How to correctly parse the SMILES of the PubChem dataset?
raimis opened this issue · comments
The SMILES of the PubChem dataset are generated with OpenFF-Toolkit (https://github.com/openmm/spice-dataset/blob/main/pubchem/createPubchem.py). So, Molecule
from OpenFF-Toolkit should be able read them correctly, but this isn't a case.
Get a SMILES:
import h5py
h5 = h5py.File('pubchem/pubchem-1-2500.hdf5')
smiles = h5['103914790']['smiles'][0]
print(smiles)
b'[N:1]1=[C:2]2[N:3]([C:5]([H:17])([H:18])[C:4]1([H:15])[H:16])[C:12]1([H:30])[C:8]([H:23])([H:24])[C:13]3([H:31])[C:6]([H:19])([H:20])[C:11]2([H:29])[C:7]([H:21])([H:22])[C:14]([H:32])([C:9]1([H:25])[H:26])[C:10]3([H:27])[H:28]'
Parse the SMILES and print elements:
from openff.toolkit.topology import Molecule
mol = Molecule.from_smiles(smiles, hydrogens_are_explicit=True, allow_undefined_stereo=True)

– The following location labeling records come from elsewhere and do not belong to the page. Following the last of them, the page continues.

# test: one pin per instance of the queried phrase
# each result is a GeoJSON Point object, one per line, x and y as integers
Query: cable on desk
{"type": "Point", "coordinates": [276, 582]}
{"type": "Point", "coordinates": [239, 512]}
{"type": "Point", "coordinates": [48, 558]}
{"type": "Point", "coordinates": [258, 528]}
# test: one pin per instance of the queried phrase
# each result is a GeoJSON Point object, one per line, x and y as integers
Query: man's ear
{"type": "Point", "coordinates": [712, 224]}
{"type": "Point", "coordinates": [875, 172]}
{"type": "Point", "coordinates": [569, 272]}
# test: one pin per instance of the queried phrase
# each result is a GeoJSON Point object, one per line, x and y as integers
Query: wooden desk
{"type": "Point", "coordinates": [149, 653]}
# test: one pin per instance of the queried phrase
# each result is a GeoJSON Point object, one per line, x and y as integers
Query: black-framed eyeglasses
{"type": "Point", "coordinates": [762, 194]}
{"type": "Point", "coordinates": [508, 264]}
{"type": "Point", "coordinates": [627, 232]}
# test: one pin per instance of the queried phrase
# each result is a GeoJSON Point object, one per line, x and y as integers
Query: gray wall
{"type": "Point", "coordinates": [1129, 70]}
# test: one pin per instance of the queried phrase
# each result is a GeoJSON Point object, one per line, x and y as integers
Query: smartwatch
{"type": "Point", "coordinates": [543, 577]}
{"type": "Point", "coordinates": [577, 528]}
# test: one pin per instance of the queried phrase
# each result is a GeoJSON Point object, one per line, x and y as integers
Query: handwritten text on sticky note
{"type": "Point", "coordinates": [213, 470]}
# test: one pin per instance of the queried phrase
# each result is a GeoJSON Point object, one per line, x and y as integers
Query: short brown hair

print([atom.element.symbol for atom in mol.atoms])
['N', 'C', 'N', 'C', 'H', 'H', 'C', 'H', 'H', 'C', 'H', 'C', 'H', 'H', 'C', 'H', 'C', 'H', 'H', 'C', 'H', 'C', 'H', 'H', 'C', 'H', 'C', 'H', 'H', 'C', 'H', 'H']
Despite the SMILES contains the explicit hydrogen and atom indices, the order of atom doesn't match, e.g. the 5th atom in the SMILE is C
, but in the molecule it is H
.
Hi @raimis , please use Molecule.from_mapped_smiles()
which retains the atom mapping.
mol = Molecule.from_mapped_smiles(smiles, allow_undefined_stereo=True)
@pavankum thanks! I haven't noticed that in the documentation.
Thank you for the feedback, we will make sure to update the documentation.